Bernstein and Gershwin with NSO/Eschenbach and Barto

I was sorely disappointed with the NSO/Eschenbach performance on January 24th, 2011. The Lieberson piece Remembering JFK (An American Elegy) combined pompous declamation with cinema-lite score that tried to illustrate talking points. Bernstein's Symphonic Dances from West Side Story lacked verve, color, and character. And the main attraction, Gershwin's Piano Concerto in F, simply fell and felt flat; there was no spark, mastery, or inspiration in this performance by Florida pianist Tzimon Barto. I have to agree with Baltimore Sun's Tim Smith:
Tzimon Barto (once upon a time, just plain Johnny Barto Smith, Jr., from a town near Orlando) is a body-building, multi-lingual, novel-writing keyboard artist who has a long association with Eschenbach in concert halls and recording studios. The conductor hears in the pianist more qualities than some of us do.
I found myself mostly frustrated [...], first by the incredibly slow tempos that kept overriding Gershwin's own energetic pulse; and then by Barto's playing.
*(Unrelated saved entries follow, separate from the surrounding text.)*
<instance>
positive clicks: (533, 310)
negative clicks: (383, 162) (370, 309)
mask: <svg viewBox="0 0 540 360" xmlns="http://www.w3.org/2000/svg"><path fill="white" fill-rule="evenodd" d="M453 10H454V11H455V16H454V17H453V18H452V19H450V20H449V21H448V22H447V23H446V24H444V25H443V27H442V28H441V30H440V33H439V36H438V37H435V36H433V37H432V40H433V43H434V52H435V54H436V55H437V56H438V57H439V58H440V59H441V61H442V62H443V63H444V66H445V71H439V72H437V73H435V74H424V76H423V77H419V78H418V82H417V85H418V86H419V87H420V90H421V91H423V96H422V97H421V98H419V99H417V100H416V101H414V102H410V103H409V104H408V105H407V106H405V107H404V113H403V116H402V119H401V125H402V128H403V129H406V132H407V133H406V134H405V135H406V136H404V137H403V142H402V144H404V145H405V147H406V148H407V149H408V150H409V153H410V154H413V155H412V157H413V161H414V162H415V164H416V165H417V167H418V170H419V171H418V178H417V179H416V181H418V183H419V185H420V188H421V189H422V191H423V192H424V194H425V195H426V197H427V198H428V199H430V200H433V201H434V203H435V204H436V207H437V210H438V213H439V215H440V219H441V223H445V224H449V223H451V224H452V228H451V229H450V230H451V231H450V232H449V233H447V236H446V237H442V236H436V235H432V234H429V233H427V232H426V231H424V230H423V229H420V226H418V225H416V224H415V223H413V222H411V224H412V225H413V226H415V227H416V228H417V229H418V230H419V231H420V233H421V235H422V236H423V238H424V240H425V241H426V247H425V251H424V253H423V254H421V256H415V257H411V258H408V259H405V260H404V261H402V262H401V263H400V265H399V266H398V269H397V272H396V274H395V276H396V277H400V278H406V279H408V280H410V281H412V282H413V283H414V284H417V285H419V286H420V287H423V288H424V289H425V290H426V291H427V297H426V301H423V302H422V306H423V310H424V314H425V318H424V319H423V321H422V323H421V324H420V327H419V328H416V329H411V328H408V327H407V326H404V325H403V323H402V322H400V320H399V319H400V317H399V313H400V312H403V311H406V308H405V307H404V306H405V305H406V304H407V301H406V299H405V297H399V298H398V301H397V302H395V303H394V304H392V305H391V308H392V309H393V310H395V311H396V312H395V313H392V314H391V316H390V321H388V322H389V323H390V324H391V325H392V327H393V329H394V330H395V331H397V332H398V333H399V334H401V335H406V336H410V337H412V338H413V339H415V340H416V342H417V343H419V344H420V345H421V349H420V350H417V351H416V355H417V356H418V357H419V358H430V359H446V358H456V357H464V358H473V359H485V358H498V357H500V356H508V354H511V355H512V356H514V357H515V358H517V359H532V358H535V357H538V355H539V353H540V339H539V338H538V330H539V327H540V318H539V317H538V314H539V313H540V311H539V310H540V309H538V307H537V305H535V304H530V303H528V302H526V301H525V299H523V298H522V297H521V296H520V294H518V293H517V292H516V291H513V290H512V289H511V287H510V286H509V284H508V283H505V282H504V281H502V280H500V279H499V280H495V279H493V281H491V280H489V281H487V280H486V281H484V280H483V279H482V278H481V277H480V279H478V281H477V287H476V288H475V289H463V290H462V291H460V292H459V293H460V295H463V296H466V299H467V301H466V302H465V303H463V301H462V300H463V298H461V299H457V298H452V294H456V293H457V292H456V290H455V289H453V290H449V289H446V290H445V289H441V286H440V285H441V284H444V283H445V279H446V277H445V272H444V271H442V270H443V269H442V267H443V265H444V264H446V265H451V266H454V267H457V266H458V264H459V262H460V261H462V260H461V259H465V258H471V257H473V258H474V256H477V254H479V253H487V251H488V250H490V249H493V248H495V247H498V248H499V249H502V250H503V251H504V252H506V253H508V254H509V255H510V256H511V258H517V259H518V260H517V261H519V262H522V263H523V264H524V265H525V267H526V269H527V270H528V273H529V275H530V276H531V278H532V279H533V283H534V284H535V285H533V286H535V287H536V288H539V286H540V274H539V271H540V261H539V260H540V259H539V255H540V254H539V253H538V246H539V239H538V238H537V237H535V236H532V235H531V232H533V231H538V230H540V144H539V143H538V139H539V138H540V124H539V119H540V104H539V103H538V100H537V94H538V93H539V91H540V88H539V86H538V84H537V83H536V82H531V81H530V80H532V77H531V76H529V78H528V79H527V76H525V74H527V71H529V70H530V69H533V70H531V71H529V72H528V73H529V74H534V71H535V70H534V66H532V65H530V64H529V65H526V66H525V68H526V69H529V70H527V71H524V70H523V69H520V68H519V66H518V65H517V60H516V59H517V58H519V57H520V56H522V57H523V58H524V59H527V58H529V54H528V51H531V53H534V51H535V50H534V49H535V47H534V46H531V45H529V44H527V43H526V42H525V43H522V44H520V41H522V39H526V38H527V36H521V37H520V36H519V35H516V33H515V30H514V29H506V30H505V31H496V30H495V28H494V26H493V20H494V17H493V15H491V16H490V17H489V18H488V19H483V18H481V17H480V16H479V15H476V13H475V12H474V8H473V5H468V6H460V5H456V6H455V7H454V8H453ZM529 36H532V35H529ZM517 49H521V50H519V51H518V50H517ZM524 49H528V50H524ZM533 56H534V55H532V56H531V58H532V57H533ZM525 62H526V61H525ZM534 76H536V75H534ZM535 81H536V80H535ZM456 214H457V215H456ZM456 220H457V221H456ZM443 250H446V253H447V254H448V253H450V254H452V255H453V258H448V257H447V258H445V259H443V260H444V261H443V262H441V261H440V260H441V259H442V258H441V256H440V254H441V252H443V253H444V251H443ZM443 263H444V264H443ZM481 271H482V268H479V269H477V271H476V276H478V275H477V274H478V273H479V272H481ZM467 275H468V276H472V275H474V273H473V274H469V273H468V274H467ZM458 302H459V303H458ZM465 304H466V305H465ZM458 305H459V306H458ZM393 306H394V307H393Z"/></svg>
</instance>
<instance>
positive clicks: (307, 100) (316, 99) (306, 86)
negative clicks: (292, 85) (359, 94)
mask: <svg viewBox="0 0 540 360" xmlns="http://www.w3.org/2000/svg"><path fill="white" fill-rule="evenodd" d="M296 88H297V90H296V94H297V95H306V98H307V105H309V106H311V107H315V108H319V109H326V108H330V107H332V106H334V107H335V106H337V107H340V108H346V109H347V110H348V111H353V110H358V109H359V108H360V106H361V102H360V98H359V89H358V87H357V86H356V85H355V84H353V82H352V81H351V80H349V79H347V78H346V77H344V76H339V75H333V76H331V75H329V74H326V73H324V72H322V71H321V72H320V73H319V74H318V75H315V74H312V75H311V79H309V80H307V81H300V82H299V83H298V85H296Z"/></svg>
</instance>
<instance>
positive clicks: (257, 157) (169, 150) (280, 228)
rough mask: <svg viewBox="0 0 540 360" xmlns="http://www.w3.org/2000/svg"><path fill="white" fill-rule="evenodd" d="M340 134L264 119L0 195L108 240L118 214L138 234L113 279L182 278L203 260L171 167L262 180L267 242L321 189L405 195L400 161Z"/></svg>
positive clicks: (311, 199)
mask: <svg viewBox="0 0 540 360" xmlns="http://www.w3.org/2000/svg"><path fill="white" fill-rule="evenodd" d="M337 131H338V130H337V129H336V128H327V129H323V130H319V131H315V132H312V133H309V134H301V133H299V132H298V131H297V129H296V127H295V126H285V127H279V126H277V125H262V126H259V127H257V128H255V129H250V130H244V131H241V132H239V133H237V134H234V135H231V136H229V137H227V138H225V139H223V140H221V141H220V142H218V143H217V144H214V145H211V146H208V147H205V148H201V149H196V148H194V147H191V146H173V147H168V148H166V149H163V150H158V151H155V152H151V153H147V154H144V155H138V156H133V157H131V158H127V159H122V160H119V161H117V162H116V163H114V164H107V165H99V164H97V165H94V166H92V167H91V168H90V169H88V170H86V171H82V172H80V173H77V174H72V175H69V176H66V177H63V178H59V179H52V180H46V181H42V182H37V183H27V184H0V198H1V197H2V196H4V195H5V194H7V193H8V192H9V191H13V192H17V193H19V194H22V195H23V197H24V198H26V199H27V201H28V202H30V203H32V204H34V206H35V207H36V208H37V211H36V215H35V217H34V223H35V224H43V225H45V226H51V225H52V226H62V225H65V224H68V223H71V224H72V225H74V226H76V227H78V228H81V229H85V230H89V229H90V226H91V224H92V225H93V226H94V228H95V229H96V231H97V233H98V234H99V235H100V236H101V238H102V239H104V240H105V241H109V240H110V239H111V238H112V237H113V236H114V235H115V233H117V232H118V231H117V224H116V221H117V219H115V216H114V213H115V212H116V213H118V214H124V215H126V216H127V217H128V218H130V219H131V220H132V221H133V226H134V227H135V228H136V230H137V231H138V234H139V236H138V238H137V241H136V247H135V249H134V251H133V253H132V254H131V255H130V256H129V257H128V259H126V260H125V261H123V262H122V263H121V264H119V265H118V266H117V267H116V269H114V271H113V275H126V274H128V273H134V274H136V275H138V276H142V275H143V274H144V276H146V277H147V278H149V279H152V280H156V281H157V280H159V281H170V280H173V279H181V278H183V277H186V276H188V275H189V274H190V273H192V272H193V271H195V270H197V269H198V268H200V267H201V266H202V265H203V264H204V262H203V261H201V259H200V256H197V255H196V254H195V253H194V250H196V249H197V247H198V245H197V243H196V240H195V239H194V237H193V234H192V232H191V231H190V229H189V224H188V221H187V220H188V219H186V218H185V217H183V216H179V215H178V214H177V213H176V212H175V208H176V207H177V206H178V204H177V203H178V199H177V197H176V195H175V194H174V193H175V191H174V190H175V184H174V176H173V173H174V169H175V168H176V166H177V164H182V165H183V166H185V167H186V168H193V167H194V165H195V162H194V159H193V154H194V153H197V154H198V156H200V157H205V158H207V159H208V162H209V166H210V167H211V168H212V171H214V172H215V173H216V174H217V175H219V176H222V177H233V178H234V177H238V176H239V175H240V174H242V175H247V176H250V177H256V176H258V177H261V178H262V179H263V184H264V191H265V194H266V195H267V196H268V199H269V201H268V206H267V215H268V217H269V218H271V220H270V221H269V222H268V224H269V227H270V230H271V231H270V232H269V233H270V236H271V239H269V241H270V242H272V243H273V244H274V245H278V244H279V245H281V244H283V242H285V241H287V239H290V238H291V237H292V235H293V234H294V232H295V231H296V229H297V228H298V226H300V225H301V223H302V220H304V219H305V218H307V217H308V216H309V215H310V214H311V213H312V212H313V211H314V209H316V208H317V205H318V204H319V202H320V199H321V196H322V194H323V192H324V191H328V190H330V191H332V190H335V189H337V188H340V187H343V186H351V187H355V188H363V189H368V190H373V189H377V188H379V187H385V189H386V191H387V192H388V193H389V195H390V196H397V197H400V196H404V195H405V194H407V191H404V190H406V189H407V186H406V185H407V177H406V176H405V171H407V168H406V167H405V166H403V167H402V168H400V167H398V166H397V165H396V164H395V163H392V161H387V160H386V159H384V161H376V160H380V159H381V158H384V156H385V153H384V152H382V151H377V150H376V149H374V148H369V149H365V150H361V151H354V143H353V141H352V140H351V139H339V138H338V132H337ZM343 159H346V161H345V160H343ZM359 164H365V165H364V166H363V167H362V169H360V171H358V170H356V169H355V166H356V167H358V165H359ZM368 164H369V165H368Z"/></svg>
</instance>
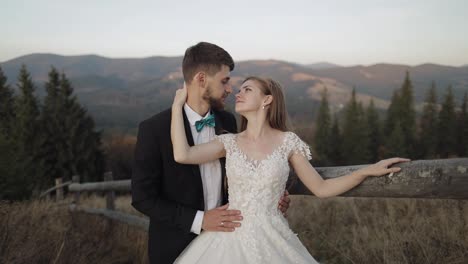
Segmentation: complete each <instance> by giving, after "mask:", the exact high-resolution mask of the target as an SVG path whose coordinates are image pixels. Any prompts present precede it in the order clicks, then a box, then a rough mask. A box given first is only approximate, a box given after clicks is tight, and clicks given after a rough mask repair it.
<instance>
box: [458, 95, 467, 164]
mask: <svg viewBox="0 0 468 264" xmlns="http://www.w3.org/2000/svg"><path fill="white" fill-rule="evenodd" d="M457 124H458V128H457V146H458V149H457V152H458V156H459V157H466V156H467V155H468V94H467V93H466V92H465V95H464V96H463V100H462V104H461V109H460V113H459V114H458V120H457Z"/></svg>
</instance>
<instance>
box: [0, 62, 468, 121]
mask: <svg viewBox="0 0 468 264" xmlns="http://www.w3.org/2000/svg"><path fill="white" fill-rule="evenodd" d="M181 63H182V57H156V56H155V57H149V58H140V59H139V58H126V59H125V58H124V59H111V58H105V57H101V56H96V55H83V56H61V55H55V54H31V55H26V56H22V57H18V58H15V59H13V60H9V61H6V62H3V63H1V64H0V66H1V67H2V69H3V71H4V72H5V74H6V75H7V77H8V82H9V83H11V84H12V83H16V79H17V75H18V73H19V69H20V67H21V65H22V64H25V65H26V66H27V68H28V70H29V71H30V72H31V74H32V77H33V79H34V81H35V83H36V85H37V86H38V94H39V95H40V96H43V95H44V93H45V92H44V91H45V90H44V87H43V86H44V82H45V81H46V80H47V73H48V71H49V70H50V67H51V66H52V65H53V66H54V67H56V68H57V69H58V70H59V71H63V72H65V73H66V75H67V76H68V77H69V79H70V80H71V81H72V83H73V85H74V87H75V91H76V93H77V95H78V97H79V99H80V101H81V102H82V103H83V104H85V105H86V106H87V108H88V110H89V111H90V112H91V113H92V114H93V116H95V118H96V119H97V122H98V124H99V125H102V126H103V127H135V126H136V124H137V123H138V121H140V120H142V119H144V118H147V117H149V116H151V115H152V114H154V113H157V112H159V111H161V110H162V109H164V108H166V107H169V106H170V103H171V102H172V96H173V93H174V90H175V89H177V88H178V87H180V86H181V85H182V82H183V80H182V70H181ZM406 71H409V72H410V74H411V79H412V81H413V84H414V91H415V95H416V102H417V103H420V102H421V101H422V100H423V98H424V95H425V93H426V91H427V89H428V87H429V85H430V83H431V81H435V82H436V84H437V88H438V91H439V98H440V95H441V94H442V93H444V92H445V88H446V87H447V86H448V85H449V84H451V85H453V88H454V94H455V97H456V98H461V97H462V95H463V93H464V92H466V91H468V66H466V67H450V66H441V65H435V64H424V65H419V66H415V67H411V66H406V65H393V64H376V65H372V66H352V67H341V66H338V65H334V64H331V63H318V64H313V65H301V64H295V63H289V62H284V61H277V60H250V61H240V62H237V63H236V67H235V70H234V71H233V73H232V81H233V85H234V88H237V87H238V85H239V84H240V82H241V80H242V79H243V78H245V77H247V76H250V75H260V76H268V77H272V78H274V79H275V80H278V81H279V82H280V83H282V84H283V86H284V90H285V94H286V99H287V107H288V111H289V114H290V115H291V116H292V117H293V118H294V119H296V120H304V121H306V122H311V120H313V119H314V113H315V109H316V108H317V107H318V103H319V100H320V97H321V92H322V91H323V89H324V88H325V87H327V89H328V90H329V95H330V98H329V100H330V104H331V107H332V110H334V111H337V110H340V109H342V107H343V105H344V104H345V103H346V102H347V101H348V100H349V96H350V94H351V90H352V88H353V87H355V88H356V91H357V97H358V100H360V101H362V102H364V103H365V104H366V103H367V102H368V101H369V100H370V99H371V98H373V99H374V101H375V102H376V105H377V107H379V108H382V109H385V108H386V107H388V104H389V100H390V98H391V95H392V93H393V91H394V89H396V88H399V87H400V86H401V83H402V82H403V79H404V75H405V72H406ZM457 100H458V99H457ZM457 103H458V101H457ZM232 105H233V96H231V98H230V105H229V107H230V108H231V109H232Z"/></svg>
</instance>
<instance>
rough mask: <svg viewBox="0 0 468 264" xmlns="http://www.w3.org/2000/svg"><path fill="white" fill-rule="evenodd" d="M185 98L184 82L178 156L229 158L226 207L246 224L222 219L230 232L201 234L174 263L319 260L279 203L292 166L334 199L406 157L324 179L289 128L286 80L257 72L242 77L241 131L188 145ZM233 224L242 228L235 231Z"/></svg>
mask: <svg viewBox="0 0 468 264" xmlns="http://www.w3.org/2000/svg"><path fill="white" fill-rule="evenodd" d="M186 98H187V91H186V88H185V87H184V88H183V89H179V90H178V91H177V92H176V96H175V98H174V103H173V106H172V123H171V138H172V144H173V148H174V149H173V150H174V159H175V160H176V161H177V162H179V163H184V164H202V163H205V162H208V161H212V160H215V159H219V158H221V157H226V173H227V178H228V183H229V208H230V209H236V210H240V211H241V212H242V216H243V221H242V226H240V225H241V224H240V223H235V226H227V224H226V225H225V224H224V223H223V222H220V223H219V225H220V226H222V227H225V228H227V230H229V231H232V232H209V231H205V232H202V233H201V234H200V235H199V236H198V237H197V238H196V239H194V240H193V241H192V243H191V244H190V245H189V246H188V247H187V248H186V249H185V250H184V251H183V252H182V254H181V255H180V256H179V257H178V258H177V259H176V261H175V263H190V264H192V263H203V264H206V263H208V264H210V263H213V264H218V263H224V264H226V263H233V264H234V263H236V264H237V263H255V264H258V263H269V264H273V263H278V264H284V263H317V262H316V261H315V260H314V258H313V257H312V256H311V255H310V254H309V252H308V251H307V249H306V248H305V247H304V246H303V245H302V243H301V242H300V240H299V239H298V238H297V236H296V235H295V234H294V233H293V232H292V230H291V229H290V228H289V225H288V223H287V220H286V219H285V218H284V216H283V215H282V213H281V212H280V211H279V210H278V208H277V201H278V200H279V199H280V197H281V195H282V193H283V191H284V189H285V185H286V181H287V179H288V175H289V166H291V167H292V168H293V169H294V170H295V172H296V174H297V175H298V177H299V179H300V180H301V181H302V182H303V183H304V185H305V186H306V187H307V188H308V189H309V190H310V191H311V192H312V193H313V194H314V195H316V196H317V197H330V196H336V195H339V194H341V193H344V192H346V191H348V190H350V189H351V188H353V187H355V186H356V185H358V184H359V183H361V182H362V181H363V180H364V179H366V177H368V176H381V175H385V174H388V173H393V172H398V171H400V170H401V168H397V167H393V168H388V167H390V166H392V165H393V164H395V163H399V162H405V161H409V160H408V159H403V158H391V159H386V160H381V161H379V162H378V163H375V164H373V165H370V166H367V167H365V168H362V169H360V170H357V171H354V172H352V173H350V174H349V175H346V176H343V177H338V178H334V179H328V180H323V179H322V177H321V176H320V175H319V174H318V173H317V171H316V170H315V169H314V168H313V167H312V166H311V164H310V163H309V161H308V160H310V159H311V158H312V157H311V154H310V150H309V147H308V146H307V144H305V143H304V142H303V141H302V140H301V139H300V138H299V137H298V136H297V135H296V134H294V133H293V132H290V131H288V129H287V127H286V107H285V102H284V96H283V92H282V89H281V86H280V85H279V84H278V83H277V82H275V81H273V80H271V79H264V78H260V77H248V78H247V79H245V80H244V81H243V83H242V85H241V88H240V90H239V92H238V93H237V94H236V105H235V111H236V112H237V113H239V114H240V115H241V116H242V122H241V132H240V133H239V134H224V135H220V136H217V137H216V138H215V139H214V140H212V141H211V142H208V143H205V144H201V145H195V146H193V147H190V146H189V145H188V143H187V139H186V136H185V132H184V124H183V114H182V111H183V110H182V108H183V105H184V103H185V101H186ZM311 221H313V219H311ZM230 224H231V225H232V224H233V223H230ZM239 226H240V227H239ZM234 227H238V228H236V229H235V231H234Z"/></svg>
There were flashes of bravura and of intriguing poetic nuances, but there wasn't quite enough technical dazzle or richness in tone to keep things fully interesting.
The pianist apparently thinks of the concerto as Gershwin's attempt to out-do Rachmaninoff, an approach Eschenbach embraced with a conviction you had to admire. I'm far more open to extremes than many of my colleagues, and I really wanted to buy into this exercise in elongation, this search for profound depths amidst the Charleston rhythms, but I just kept missing the guy I recognize as Gershwin.
Smith, T., National Symphony marks JFK anniversary with new Lieberson work, Baltimore Sun, January 23, 2011.